As narrativas a respeito de Bariloche vão se alternando de forma nem um pouco óbvia. Manque La Banca escolhe o gênero que lhe parece apropriado para tratar de cada história, de cada olhar. Por exemplo, a entrevista com Otto Meiling, alemão lendário conhecido pelo pioneirismo na exploração das montanhas para o esqui, na qual ele diz que ninguém pode contar ao certo a história de Bariloche, filmada em película de grão estourado, alto contraste, construindo uma imagem pictórica. Já a lenda mapuche sobre monstros de neve é encenada ludicamente por uma criança, em registro mais naturalista, e faz a ligação com os moradores da região baixa, quase todos funcionários da indústria do turismo da região. As imagens dos turistas descendo a cordilheira, por sua vez, abundam em cores neon, refletem o sol e se aproximam da plasticidade da publicidade. A textura das imagens expõe os diferentes mundos que habitam a montanha.

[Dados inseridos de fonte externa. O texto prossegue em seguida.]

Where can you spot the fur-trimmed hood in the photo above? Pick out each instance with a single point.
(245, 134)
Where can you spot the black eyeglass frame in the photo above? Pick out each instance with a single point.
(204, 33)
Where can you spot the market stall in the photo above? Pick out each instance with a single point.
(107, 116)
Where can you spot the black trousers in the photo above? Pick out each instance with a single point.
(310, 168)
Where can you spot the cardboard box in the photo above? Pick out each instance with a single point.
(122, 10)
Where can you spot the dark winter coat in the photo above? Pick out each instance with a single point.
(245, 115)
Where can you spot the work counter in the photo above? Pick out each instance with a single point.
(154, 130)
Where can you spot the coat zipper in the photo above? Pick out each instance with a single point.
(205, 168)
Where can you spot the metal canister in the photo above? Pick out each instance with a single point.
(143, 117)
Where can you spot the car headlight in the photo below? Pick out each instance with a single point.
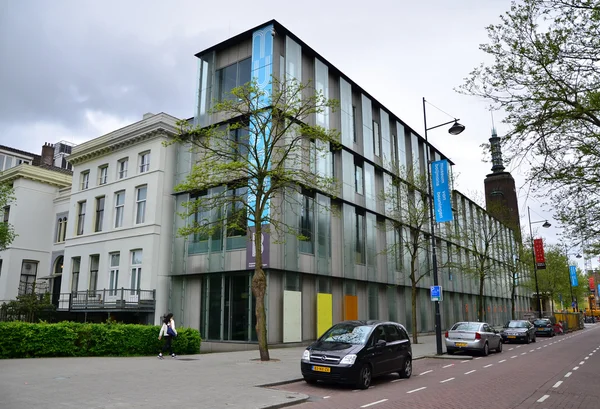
(348, 360)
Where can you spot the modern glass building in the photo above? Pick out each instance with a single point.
(343, 270)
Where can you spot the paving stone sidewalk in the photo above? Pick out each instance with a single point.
(211, 381)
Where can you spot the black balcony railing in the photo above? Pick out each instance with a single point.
(121, 299)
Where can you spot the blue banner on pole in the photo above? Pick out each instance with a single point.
(573, 274)
(442, 199)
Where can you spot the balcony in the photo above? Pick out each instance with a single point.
(107, 300)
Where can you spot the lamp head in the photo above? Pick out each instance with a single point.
(456, 128)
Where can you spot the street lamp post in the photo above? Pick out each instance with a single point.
(537, 289)
(455, 129)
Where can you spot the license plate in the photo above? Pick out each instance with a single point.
(321, 369)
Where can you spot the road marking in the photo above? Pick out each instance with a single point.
(543, 398)
(373, 403)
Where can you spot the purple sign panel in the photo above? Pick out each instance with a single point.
(251, 248)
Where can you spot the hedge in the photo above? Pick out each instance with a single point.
(26, 340)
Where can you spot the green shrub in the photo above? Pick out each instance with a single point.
(26, 340)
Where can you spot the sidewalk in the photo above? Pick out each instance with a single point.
(216, 380)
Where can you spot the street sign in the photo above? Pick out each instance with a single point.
(436, 293)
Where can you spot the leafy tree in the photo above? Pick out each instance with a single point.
(7, 232)
(253, 163)
(544, 73)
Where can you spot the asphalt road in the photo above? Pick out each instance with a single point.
(559, 372)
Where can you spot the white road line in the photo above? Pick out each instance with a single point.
(374, 403)
(543, 398)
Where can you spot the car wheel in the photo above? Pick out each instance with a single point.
(309, 380)
(364, 377)
(406, 371)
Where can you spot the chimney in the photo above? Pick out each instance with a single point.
(48, 154)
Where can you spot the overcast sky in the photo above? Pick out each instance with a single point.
(75, 70)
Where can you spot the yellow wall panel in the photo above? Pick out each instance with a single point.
(324, 313)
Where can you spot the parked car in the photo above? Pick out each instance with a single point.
(354, 352)
(544, 326)
(518, 331)
(473, 336)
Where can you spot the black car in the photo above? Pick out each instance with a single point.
(518, 331)
(354, 352)
(544, 326)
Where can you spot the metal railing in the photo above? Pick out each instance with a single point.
(121, 299)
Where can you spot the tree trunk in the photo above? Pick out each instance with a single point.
(414, 310)
(259, 289)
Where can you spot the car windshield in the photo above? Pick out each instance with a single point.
(347, 334)
(465, 326)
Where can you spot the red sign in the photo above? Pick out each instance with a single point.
(538, 249)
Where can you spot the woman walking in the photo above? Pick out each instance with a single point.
(168, 331)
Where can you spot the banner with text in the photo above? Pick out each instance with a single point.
(442, 199)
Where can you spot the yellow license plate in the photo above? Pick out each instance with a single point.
(321, 369)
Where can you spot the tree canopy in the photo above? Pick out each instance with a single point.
(544, 74)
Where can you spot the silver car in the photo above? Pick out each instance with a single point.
(473, 336)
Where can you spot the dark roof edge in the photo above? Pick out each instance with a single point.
(281, 29)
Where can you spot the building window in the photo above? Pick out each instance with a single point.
(61, 229)
(307, 224)
(144, 162)
(376, 139)
(80, 217)
(119, 208)
(99, 213)
(28, 274)
(103, 173)
(359, 240)
(75, 265)
(122, 168)
(359, 179)
(114, 274)
(232, 76)
(140, 204)
(136, 270)
(94, 261)
(85, 180)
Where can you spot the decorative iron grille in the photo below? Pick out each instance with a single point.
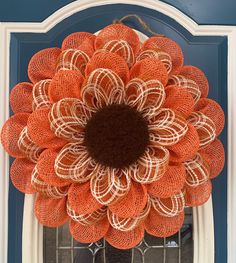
(60, 247)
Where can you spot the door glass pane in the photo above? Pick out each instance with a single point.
(60, 247)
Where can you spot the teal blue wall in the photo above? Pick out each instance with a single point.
(213, 61)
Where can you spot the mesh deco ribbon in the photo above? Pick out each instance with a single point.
(114, 136)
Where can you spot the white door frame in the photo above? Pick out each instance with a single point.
(32, 231)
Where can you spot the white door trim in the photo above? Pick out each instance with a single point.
(201, 214)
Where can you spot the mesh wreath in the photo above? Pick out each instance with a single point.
(114, 136)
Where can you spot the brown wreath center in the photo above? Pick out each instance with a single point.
(116, 135)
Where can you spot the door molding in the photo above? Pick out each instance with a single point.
(201, 214)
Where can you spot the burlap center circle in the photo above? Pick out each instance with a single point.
(116, 135)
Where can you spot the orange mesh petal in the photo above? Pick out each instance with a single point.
(74, 164)
(164, 57)
(46, 169)
(172, 182)
(91, 233)
(72, 59)
(102, 87)
(21, 170)
(28, 147)
(186, 148)
(145, 96)
(205, 128)
(45, 189)
(195, 74)
(121, 48)
(196, 196)
(118, 32)
(109, 185)
(125, 239)
(214, 155)
(169, 46)
(39, 130)
(162, 226)
(65, 84)
(197, 170)
(128, 224)
(149, 69)
(167, 127)
(111, 61)
(43, 64)
(188, 84)
(50, 212)
(21, 97)
(133, 203)
(11, 132)
(171, 206)
(68, 118)
(75, 40)
(87, 219)
(40, 94)
(179, 100)
(151, 166)
(213, 110)
(81, 200)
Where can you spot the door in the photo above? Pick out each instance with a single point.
(207, 50)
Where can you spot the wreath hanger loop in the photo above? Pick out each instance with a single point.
(143, 24)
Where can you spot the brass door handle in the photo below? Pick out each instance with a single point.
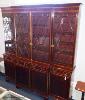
(30, 44)
(52, 45)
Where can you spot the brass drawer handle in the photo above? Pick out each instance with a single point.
(30, 44)
(52, 45)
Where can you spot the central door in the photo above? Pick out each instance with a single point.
(41, 36)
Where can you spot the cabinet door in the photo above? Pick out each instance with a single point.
(22, 34)
(9, 32)
(64, 29)
(40, 35)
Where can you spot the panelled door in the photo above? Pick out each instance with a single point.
(41, 36)
(64, 36)
(22, 34)
(9, 32)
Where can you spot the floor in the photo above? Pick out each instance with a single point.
(26, 93)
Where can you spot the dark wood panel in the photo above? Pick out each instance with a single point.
(41, 36)
(22, 34)
(9, 33)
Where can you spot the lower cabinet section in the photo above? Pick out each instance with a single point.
(39, 82)
(10, 69)
(39, 77)
(22, 78)
(59, 86)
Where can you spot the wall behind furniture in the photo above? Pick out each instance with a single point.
(79, 72)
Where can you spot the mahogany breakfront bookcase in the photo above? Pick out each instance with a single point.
(40, 46)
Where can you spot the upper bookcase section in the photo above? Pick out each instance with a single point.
(71, 7)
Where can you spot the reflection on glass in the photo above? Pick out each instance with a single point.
(7, 30)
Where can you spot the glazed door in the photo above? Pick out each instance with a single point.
(40, 36)
(64, 36)
(22, 34)
(9, 32)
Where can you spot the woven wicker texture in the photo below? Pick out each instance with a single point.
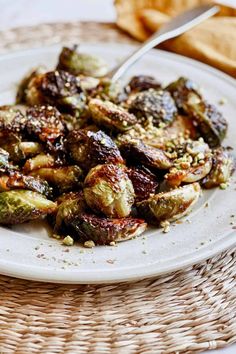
(184, 312)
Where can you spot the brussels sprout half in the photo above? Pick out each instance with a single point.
(184, 91)
(108, 190)
(18, 206)
(144, 182)
(111, 116)
(222, 168)
(139, 153)
(143, 83)
(103, 231)
(170, 205)
(74, 218)
(79, 63)
(89, 149)
(63, 179)
(157, 105)
(210, 122)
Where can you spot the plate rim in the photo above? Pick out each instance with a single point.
(112, 276)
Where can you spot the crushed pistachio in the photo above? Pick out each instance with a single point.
(89, 244)
(68, 241)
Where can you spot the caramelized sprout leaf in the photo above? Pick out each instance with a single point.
(144, 182)
(222, 168)
(79, 63)
(18, 206)
(170, 205)
(139, 153)
(157, 105)
(108, 190)
(111, 116)
(89, 149)
(62, 178)
(103, 231)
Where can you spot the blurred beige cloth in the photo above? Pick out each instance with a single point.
(212, 42)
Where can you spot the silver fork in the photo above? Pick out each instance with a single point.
(178, 25)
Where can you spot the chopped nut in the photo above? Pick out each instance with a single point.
(68, 241)
(89, 244)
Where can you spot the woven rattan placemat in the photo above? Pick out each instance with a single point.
(184, 312)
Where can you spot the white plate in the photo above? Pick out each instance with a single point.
(26, 251)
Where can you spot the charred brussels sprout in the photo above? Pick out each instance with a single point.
(45, 123)
(39, 161)
(184, 91)
(20, 206)
(16, 180)
(111, 116)
(12, 120)
(4, 160)
(139, 153)
(108, 190)
(63, 90)
(103, 231)
(61, 178)
(143, 83)
(79, 63)
(71, 206)
(27, 89)
(159, 105)
(210, 122)
(89, 149)
(144, 182)
(108, 90)
(192, 166)
(222, 168)
(170, 205)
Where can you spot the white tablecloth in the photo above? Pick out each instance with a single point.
(16, 13)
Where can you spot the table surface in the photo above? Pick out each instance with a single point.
(30, 12)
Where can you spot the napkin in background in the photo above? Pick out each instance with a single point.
(212, 42)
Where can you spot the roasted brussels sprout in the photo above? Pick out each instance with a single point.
(184, 91)
(193, 163)
(18, 206)
(63, 179)
(89, 149)
(70, 206)
(139, 153)
(111, 116)
(108, 90)
(159, 105)
(222, 168)
(74, 217)
(170, 205)
(210, 122)
(16, 180)
(40, 161)
(12, 120)
(79, 63)
(4, 160)
(189, 174)
(144, 182)
(108, 190)
(19, 150)
(143, 83)
(63, 90)
(45, 123)
(103, 231)
(27, 88)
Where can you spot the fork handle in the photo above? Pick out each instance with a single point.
(174, 28)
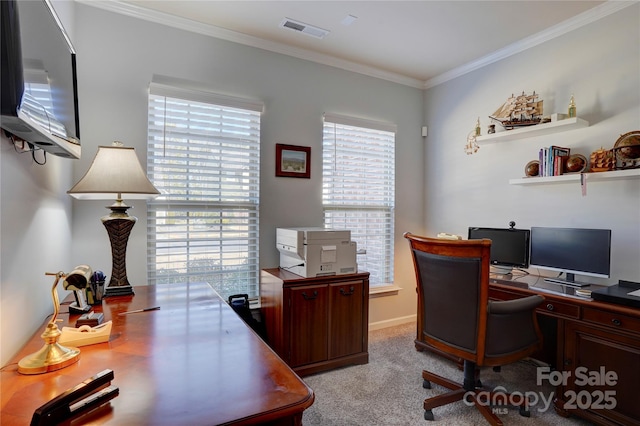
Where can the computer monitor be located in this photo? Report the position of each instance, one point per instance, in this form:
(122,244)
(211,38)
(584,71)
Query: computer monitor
(509,247)
(572,251)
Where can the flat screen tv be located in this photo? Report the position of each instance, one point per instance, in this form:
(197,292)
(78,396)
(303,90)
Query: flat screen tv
(509,246)
(572,251)
(39,95)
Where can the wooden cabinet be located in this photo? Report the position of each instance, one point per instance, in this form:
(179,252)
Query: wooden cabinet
(609,345)
(591,340)
(318,323)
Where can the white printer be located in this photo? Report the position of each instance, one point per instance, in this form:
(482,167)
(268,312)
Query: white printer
(314,252)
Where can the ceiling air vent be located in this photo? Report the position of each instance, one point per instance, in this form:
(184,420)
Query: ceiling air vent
(304,28)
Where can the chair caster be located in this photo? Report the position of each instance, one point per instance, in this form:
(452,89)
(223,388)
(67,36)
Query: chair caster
(524,412)
(428,415)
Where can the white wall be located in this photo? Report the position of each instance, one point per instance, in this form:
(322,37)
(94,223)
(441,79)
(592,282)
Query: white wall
(439,187)
(35,237)
(117,56)
(600,65)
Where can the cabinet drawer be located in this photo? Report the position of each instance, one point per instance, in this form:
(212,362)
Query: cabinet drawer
(553,307)
(548,306)
(610,319)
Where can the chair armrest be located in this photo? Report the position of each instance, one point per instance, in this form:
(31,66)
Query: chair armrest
(505,307)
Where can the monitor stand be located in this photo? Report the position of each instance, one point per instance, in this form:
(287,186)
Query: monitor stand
(501,270)
(570,281)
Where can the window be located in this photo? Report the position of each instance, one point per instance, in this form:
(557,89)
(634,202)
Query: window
(358,192)
(204,157)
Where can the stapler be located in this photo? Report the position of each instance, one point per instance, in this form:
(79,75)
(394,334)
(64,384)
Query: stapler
(88,395)
(85,335)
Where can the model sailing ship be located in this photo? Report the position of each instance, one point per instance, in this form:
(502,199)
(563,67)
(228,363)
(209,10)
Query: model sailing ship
(519,111)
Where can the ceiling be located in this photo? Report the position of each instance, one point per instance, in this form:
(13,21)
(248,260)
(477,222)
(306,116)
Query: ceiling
(412,42)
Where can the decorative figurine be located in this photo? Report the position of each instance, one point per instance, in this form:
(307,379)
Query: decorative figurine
(572,108)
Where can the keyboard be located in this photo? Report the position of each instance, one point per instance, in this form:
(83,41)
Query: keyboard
(567,283)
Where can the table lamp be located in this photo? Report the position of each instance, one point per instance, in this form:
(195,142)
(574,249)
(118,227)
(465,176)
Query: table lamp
(53,356)
(116,172)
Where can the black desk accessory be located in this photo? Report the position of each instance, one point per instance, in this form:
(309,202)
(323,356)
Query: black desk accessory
(86,396)
(619,294)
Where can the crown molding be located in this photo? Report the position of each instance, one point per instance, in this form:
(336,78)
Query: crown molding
(569,25)
(585,18)
(236,37)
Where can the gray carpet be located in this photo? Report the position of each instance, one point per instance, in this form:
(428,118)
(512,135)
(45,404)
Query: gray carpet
(388,391)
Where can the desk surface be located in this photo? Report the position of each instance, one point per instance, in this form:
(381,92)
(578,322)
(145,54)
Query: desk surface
(193,362)
(534,284)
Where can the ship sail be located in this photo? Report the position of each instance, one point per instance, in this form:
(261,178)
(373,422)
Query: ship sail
(517,111)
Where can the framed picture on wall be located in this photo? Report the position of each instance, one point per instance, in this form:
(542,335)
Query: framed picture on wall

O filme vai descendo a serra e nos levando pela mão de história em história, surpreendendo a cada curva. A descida é puro deleite, mas algo está ao fundo daquelas imagens. Há sempre um mistério circundante relacionado à mata, ao rio, às pedras da montanha. De dentro das águas de uma corredeira, em meio aos sons do turbilhão, uma mensagem revela a narrativa nem tão oculta que permeia o filme. A história de Bariloche é uma só: um estado assassino que matou e retirou tanto Mapuches quanto Tehuelches de seus territórios, para entregar as terras a estrangeiros e convertê-los em mão de obra barata para a exploração turística da montanha.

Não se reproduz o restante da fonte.